A proposta de reduzir a jornada de trabalho tradicional de seis dias seguidos por um de descanso tem potencial para promover mudanças positivas tanto na qualidade de vida dos trabalhadores quanto no ambiente econômico do país. A avaliação é do ministro do Empreendedorismo, da Microempresa e da Empresa de Pequeno Porte, Paulo Pereira, que apontou essa transformação como um estímulo direto ao surgimento de novas iniciativas de negócios.
Durante sua participação no programa Bom Dia, Ministro, veiculado na terça-feira (28) e produzido pela Empresa Brasil de Comunicação, Paulo Pereira destacou que a alteração na escala de trabalho, caso seja aprovada, terá efeitos favoráveis à autonomia dos brasileiros, ampliando oportunidades de consumo e também de empreendedorismo.
“Objetivamente falando, a redução é boa para o empreendedorismo. Ela vai criar mais tempo livre para as pessoas, mais autonomia para consumir e, inclusive, para empreender”, afirmou Paulo Pereira.
O ministro deixou claro que não enxerga divergências entre a diminuição do tempo obrigatório de trabalho semanal e a expansão das atividades empreendedoras no país. Segundo ele, a essência da proposta é justamente proporcionar um ambiente de maior liberdade para que cada pessoa decida como utilizar seu tempo adicional.
Para Paulo Pereira, a busca por mais autonomia é o que frequentemente motiva o empreendedorismo, e esse seria um dos principais benefícios trazidos pela possível aprovação da nova escala, que prevê dois dias de folga semanal.

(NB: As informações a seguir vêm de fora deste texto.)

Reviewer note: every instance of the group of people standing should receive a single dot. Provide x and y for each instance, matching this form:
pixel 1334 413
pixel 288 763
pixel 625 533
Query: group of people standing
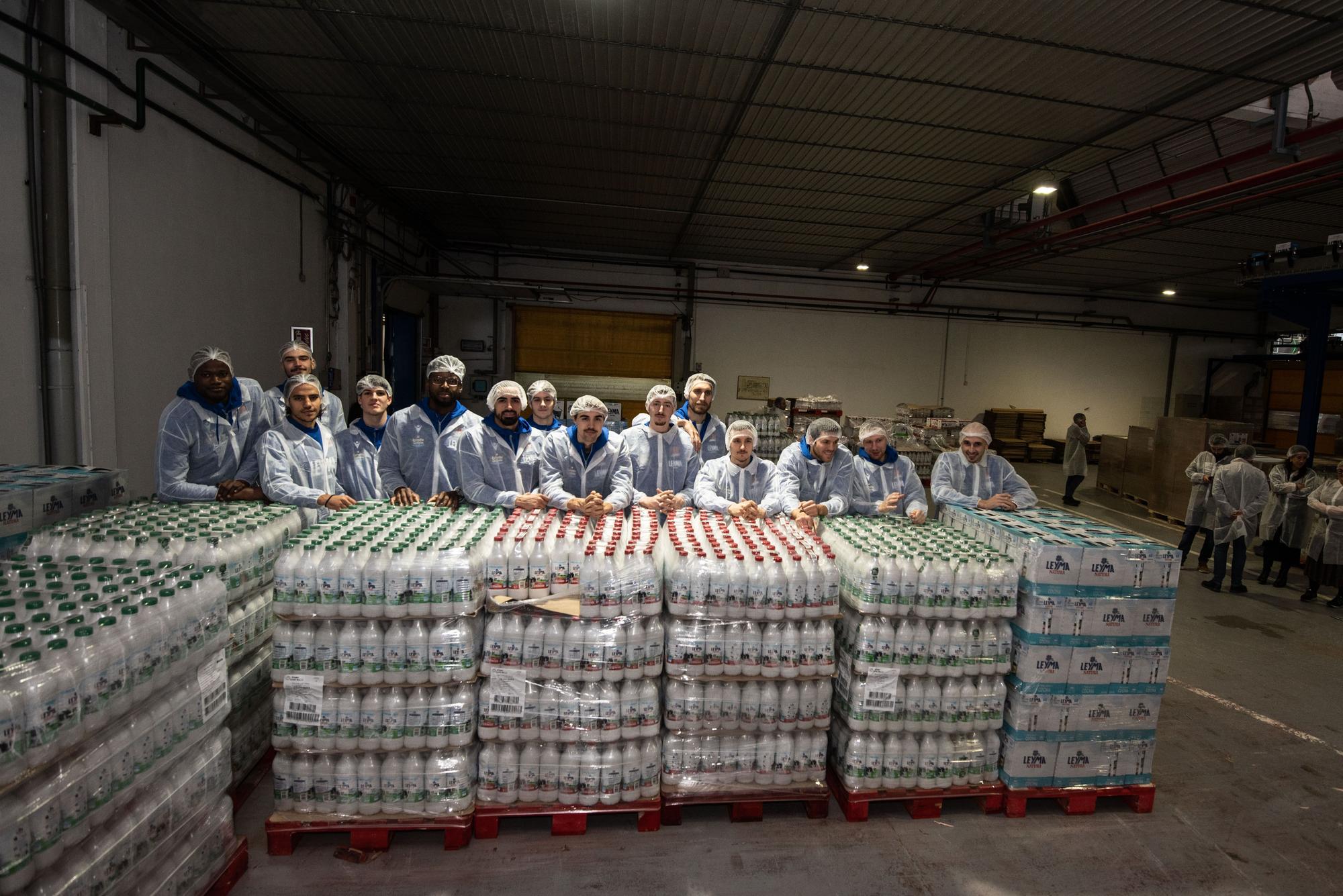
pixel 1294 510
pixel 224 438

“Estou convencido disso. Se a nova escala [com dois dias de folga semanal] for aprovada, vamos aumentar o empreendedorismo no Brasil. Teremos um monte de gente usando esse tempo novo para fazer mais renda, seja com aplicativo, com um serviço novo, ou para se preparar para uma mudança de carreira”, acrescentou o ministro.
Na análise do ministro, o impacto econômico seria positivo, com fortalecimento do mercado interno e geração de novos negócios, além do surgimento de diferentes forças de trabalho, favorecendo o panorama nacional.

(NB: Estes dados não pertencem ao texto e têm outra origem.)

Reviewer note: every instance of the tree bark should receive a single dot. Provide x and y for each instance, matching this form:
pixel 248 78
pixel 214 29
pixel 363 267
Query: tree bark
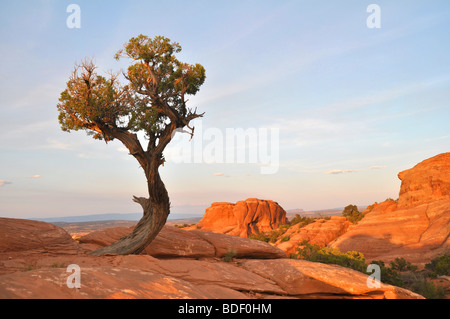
pixel 156 209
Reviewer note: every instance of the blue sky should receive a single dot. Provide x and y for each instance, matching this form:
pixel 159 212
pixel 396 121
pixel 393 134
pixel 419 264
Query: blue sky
pixel 354 106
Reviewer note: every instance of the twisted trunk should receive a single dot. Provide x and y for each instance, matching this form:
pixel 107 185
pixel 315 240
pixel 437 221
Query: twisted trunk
pixel 156 209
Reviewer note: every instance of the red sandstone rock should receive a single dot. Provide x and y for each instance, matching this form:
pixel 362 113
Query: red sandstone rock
pixel 143 276
pixel 174 242
pixel 247 217
pixel 19 235
pixel 417 228
pixel 426 182
pixel 321 233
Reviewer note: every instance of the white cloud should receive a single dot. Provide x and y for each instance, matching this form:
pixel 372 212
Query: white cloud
pixel 341 171
pixel 4 182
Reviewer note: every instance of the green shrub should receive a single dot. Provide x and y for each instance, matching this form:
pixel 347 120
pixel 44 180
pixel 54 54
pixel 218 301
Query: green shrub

Paulo Pereira ressaltou que a mudança afetaria especialmente de maneira positiva os trabalhadores com menores salários. Esse público, conforme o ministro, costuma residir mais longe dos centros de trabalho e dedica grande parte do tempo ao deslocamento e ao próprio serviço.
Segundo ele, são pessoas que enfrentam desafios adicionais e para quem o tempo extra proporcionado por folgas ampliadas poderá fazer grande diferença.
O ministro também comentou as críticas à medida, classificando-as como recorrências de discursos historicamente usados por setores privilegiados, que também foram contrários a conquistas trabalhistas importantes no passado.
“Esse medo já existiu quando a gente implementou o salário mínimo, quando a gente implementou as férias, o décimo terceiro. Até quando acabaram com a escravidão existiu muito desse discurso”, declarou Paulo Pereira.
Ele destacou que, historicamente, a cada ampliação de direitos para os trabalhadores, surgem temores de que o aumento de custos irá prejudicar a produtividade e a economia do país. No entanto, afirmou que, apesar dessas previsões negativas, a economia brasileira se mantém sólida.
Ao abordar os possíveis impactos da medida, Paulo Pereira garantiu que o governo federal estará atento e preparado para aplicar eventuais ações de mitigação em situações específicas, caso sejam necessárias.
De acordo com a avaliação governamental, entre 10% e 15% dos empreendedores poderão ser afetados, o que corresponde a aproximadamente quatro ou cinco milhões de pessoas em um universo de quase 45 milhões de brasileiros envolvidos com atividades empreendedoras.
“Estamos falando de quatro ou cinco milhões de pessoas que podem ter algum impacto caso a escala 6 por 1 seja aprovada. Mas o governo está se esforçando para criar mecanismos de suavização desse impacto”, afirmou o ministro.
Entre as alternativas em análise, estão benefícios fiscais, ampliação de apoio e facilitação de crédito, além de regras específicas que atendam às necessidades desse segmento. Paulo Pereira reforçou que o objetivo do governo é garantir que nenhuma pessoa seja deixada de lado, sendo oferecidas soluções particulares para quem venha a sentir algum efeito da mudança.